Can Salesforce and Agile join forces?

Table of Contents

Salesforce is a CRM platform to enable organisations to close more deals with contact management, collaboration, marketing tools, and more! It’s actually a very powerful platform beyond a CRM, where you can build and run enterprise software applications. And with that it can of course be used for running your agile projects in Salesforce and within your agile teams. Although there are a number of apps to do this in the AppExchange, Salesforce has a managed package called the Agile Accelerator, which we will be using here to illustrate some of the examples.

Let’s explore how and why it’s beneficial through three easy to adopt steps. Interaction, timeboxing and collaboration.


Individuals and Interactions Over Processes and Tools

If you are familiar with agile values you’ll recognise this!

Through using agile processes to deliver Salesforce projects you are automatically shifting your mindset to having conversations with the team daily. Daily’s are everyday at the same time to answer three key questions:

  1. What have you completed since our last daily?
  2. What are you planning to complete until our next daily?
  3. Is there anything that hinders you from being able to achieve this?

This gives individuals and teams the optimum moment to commit to the team and to oneself to get stuff done. And note these are small chunks of work that will build towards the teams end of sprint goal.

How is this helpful in delivering Salesforce projects? The biggest impact in adopting Salesforce for through interactions is a visual representation of the work in progress enabling teams to see what is complete, what’s in progress and what’s not started so the team can pick up user stories throughout the sprint.

Through the eyes of the Agile Accelerator it looks like this:

As you can see you can customise columns as needed to meet the individual Salesforce projects.


Responding to Change Over Following a Plan

Let’s reflect again on the agile values. What this means is that rather than planning and designing the entire project with the minimal knowledge that you have in the initial stages as you would in a traditional project process; you are breaking down the product into a minimal viable product (MVP) that has the potential to be released at the end of a set amount of time, known as; timeboxing. But most importantly breaking the product down in an iterative design allows you to respond to change quickly from feedback of your end users, so you are not accumulating waste through time, quality or in monetary terms.

Every timebox being from either 1-4 weeks, you deliver your user stories that build the MVP of which ‘the what’ has been developed by your users and then organised by the product owner. Here you are able to adapt to change with regular feedback from customers, in which the development team self organises to deliver in that agreed timebox.

How is this helpful in delivering Salesforce projects? One of the benefits of Salesforce is that declarative development is first and foremost. So when a new user story comes in or an enhancement, support ticket… ask the team what is the very minimum that we can deploy to gain the fastest feedback from users and gain the early return on investment? And following best practice of Salesforce, ask first; can this be done using “click not code”?

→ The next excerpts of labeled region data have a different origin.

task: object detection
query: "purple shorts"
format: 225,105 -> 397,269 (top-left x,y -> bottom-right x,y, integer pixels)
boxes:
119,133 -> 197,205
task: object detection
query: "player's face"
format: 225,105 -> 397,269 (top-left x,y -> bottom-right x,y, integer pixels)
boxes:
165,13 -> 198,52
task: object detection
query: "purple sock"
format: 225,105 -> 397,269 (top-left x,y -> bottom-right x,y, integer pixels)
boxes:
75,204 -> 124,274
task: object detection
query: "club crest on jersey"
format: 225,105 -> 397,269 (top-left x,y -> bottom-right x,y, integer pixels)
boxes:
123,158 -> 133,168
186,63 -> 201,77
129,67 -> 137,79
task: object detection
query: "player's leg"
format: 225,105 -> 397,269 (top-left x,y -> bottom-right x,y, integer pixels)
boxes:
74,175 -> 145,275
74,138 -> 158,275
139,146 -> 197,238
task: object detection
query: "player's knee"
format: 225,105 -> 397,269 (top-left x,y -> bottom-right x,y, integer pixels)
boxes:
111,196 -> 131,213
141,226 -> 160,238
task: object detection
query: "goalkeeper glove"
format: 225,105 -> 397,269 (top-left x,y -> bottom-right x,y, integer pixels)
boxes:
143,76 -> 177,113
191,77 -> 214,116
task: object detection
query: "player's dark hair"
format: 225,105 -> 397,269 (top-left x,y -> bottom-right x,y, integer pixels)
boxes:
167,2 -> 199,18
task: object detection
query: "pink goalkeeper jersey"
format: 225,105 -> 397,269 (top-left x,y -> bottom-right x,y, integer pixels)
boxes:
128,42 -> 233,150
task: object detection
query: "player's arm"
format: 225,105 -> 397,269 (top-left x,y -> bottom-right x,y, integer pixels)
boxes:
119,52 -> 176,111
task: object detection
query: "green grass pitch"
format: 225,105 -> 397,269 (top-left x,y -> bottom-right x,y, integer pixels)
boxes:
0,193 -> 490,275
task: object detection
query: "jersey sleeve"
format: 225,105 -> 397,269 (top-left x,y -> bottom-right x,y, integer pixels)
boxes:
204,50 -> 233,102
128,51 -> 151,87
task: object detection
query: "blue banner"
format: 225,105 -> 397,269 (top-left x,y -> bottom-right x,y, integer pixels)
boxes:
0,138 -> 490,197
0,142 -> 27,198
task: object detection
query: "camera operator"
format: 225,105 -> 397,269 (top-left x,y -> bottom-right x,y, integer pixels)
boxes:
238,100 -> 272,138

And following this if the user stories are not a priority to be brought into that sprint, it should then be put in the a one dimensional backlog, which takes the form of a backlog manager in Agile Accelerator.


Customer Collaboration over Contract Negotiation

Lastly, collaboration. A fundamental value to beginning an agile journey. Without collaboration agile doesn’t exist. Inturn with customers projects don’t exist. We are part of an ever evolving world, with fast action and new requirements which develop hourly, daily, weekly but most definitely within the project lifecycle. Without continuous collaboration with our customers we head towards a high chance of project failure, a failure to meet the customer needs.

The pressure of delivery, keeping within scope, budget and quality blinds us from the real purpose of which is giving the customer what they need in order to improve users experience and return of investment. And this is where agile thrives, when using agile cycles this gives you a detailed scope, budget and quality committed by the team but with the added bonus of being delivered within that 1 or 2 weeks timebox. The flex being in the features, where the MVP lays.

Step by step thinking and literal illustrations out ‘the What’ needs to happen, then ‘the How’ to design & build it, regardless of that being; flows, sharing or validation rules, new fields, page layouts, new profiles etc. it’s important that the customer and the development team collaborate in understanding and building the requirements together.

How is this helpful in delivering Salesforce projects? This is where your product owner role comes to play again. They are a powerful role to emphasize the product vision. The why we are doing this, what value does the organisation gain from this. The product owner represents the customers wants and needs ultimately so working closely with them is imperative to ensure that the team is aligned on the business vision.


Final Thoughts

And for a bonus round, let’s take a quick look at the fourth agile value: Working software over comprehensive documentation. This focuses on documentation being valuable where and when needed, but it should not impede on software development. Documentation gets stale, and long winded documentation rarely gets referred to, let alone read. When running your Salesforce project, make sure you document what is needed in order to meet the deployment and legal requirements. Not nice to haves, wants or documenting items that within days will become obsolete. Realise that yours and the team’s time is precious. Focus on those that will bring value and return of investment to your organisation.


I hope this has given you better insight into how agile and Salesforce projects are a successful journey to embark on.

What have you found to be best practice in deploying Salesforce projects?